The Interior Department’s conditional approval — subject to seasonal restrictions and other required permits — represents a major milestone for Hilcorp’s planned Liberty Project in the Beaufort Sea. The company’s Alaska subsidiary aims to build its nine-acre gravel island and production facility in shallow waters about five miles off the coast and 20 miles east of Prudhoe Bay.
The planned production facility is unlike past Arctic oil ventures, such as Royal Dutch Shell Plc’s failed exploration campaign, which employed floating drilling rigs to hunt for crude 70 miles off the Alaska coast in the Chukchi Sea. And while Liberty is similar to four existing artificial islands near Alaska, those facilities are located inside state waters, outside the federal government’s jurisdiction.

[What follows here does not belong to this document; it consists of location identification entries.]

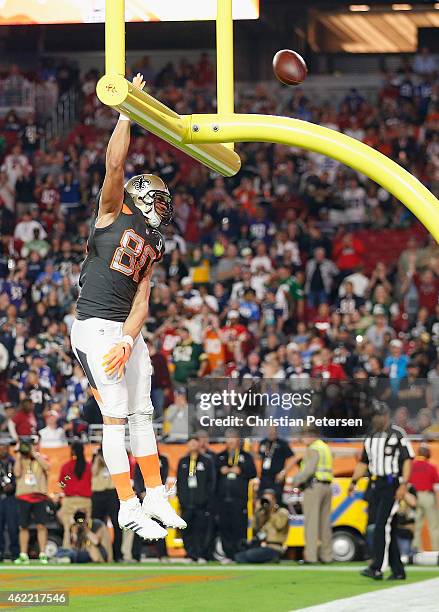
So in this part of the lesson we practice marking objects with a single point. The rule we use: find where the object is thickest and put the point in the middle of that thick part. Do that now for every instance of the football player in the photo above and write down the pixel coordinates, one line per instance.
(124, 243)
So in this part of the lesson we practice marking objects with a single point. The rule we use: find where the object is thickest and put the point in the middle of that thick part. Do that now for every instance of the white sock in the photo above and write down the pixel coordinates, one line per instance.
(113, 449)
(142, 436)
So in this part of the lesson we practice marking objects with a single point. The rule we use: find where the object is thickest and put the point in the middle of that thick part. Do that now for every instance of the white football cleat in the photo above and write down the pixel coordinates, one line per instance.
(156, 505)
(132, 517)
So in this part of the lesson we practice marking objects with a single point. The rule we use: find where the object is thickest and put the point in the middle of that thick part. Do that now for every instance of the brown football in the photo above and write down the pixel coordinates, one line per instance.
(289, 67)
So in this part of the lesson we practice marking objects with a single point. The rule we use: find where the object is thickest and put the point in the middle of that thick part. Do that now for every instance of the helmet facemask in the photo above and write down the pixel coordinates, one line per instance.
(147, 191)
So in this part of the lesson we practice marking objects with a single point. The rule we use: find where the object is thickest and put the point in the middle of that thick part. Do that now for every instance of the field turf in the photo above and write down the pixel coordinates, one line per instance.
(211, 588)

“Responsibly developing our resources, in Alaska especially, will allow us to use our energy diplomatically to aid our allies and check our adversaries,” Interior Secretary Ryan Zinke said in a news release. “That makes America stronger and more influential around the globe.”

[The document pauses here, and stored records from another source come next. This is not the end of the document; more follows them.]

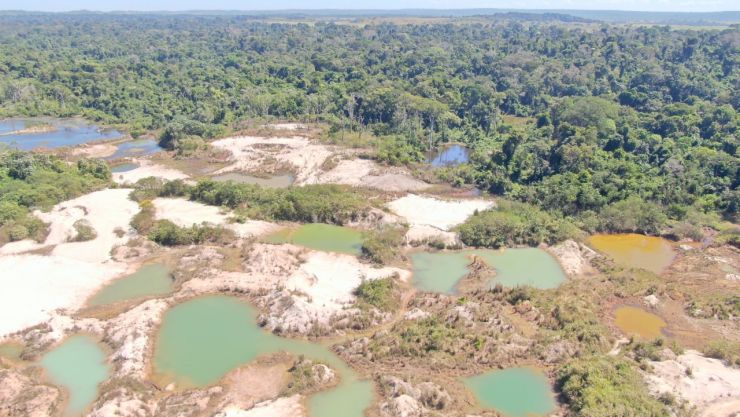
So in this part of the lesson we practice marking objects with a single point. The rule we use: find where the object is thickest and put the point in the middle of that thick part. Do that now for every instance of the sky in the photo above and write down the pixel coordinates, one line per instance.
(174, 5)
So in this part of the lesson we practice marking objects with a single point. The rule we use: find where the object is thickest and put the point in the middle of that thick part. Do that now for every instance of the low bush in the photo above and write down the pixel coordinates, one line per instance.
(512, 224)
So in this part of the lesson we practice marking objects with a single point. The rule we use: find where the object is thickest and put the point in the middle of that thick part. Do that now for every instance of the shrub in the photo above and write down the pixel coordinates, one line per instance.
(84, 231)
(382, 246)
(632, 215)
(604, 386)
(379, 293)
(166, 233)
(514, 224)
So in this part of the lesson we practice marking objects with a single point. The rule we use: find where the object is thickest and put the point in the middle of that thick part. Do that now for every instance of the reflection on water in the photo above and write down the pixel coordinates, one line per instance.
(62, 132)
(449, 156)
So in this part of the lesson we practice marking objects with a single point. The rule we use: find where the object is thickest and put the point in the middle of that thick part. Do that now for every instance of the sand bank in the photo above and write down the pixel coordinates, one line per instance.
(706, 383)
(148, 169)
(186, 213)
(34, 286)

Hilcorp still must obtain required permits from state and other federal agencies to conduct the work. The Interior Department also made its approval contingent on a slew of conditions, such as limiting reservoir drilling to times when the Beaufort Sea is covered in a thick, 18-inch layer of solid ice. While whalers are hunting in the region, the company also must abstain from pile-driving and moving boats through the area.
The conditional approval “is the result of years of study and due diligence by multiple federal, state and local agencies and the project team,” Hilcorp Alaska Senior Vice President David Wilkins said by email. “If granted final approvals, the Liberty Project will provide decades of responsible resource development and strengthen the energy future of Alaska and the United States.”
Hilcorp also has agreed to turn down exterior lights, use black-out curtains and paint buildings in neutral tan rather than white or very dark colors, but environmentalists say those mitigation steps fall far short of what is needed to protect the fragile Arctic ecosystem from a potentially devastating oil spill. Some Alaska natives also have warned the artificial island could alter the migration routes of bowhead whales, pushing the animals further offshore and increasing the risk for subsistence whalers who hunt them.
The Beaufort Sea is now the epicenter of the oil industry’s interest in U.S. Arctic waters. The shallow waters are easier to plumb, already boast oil production operations and are close to onshore facilities at Prudhoe Bay. The Trump administration previously approved Eni SpA’s plan to drill up to four oil exploration wells in the Arctic, with the activity launched from another gravel island in state Beaufort waters.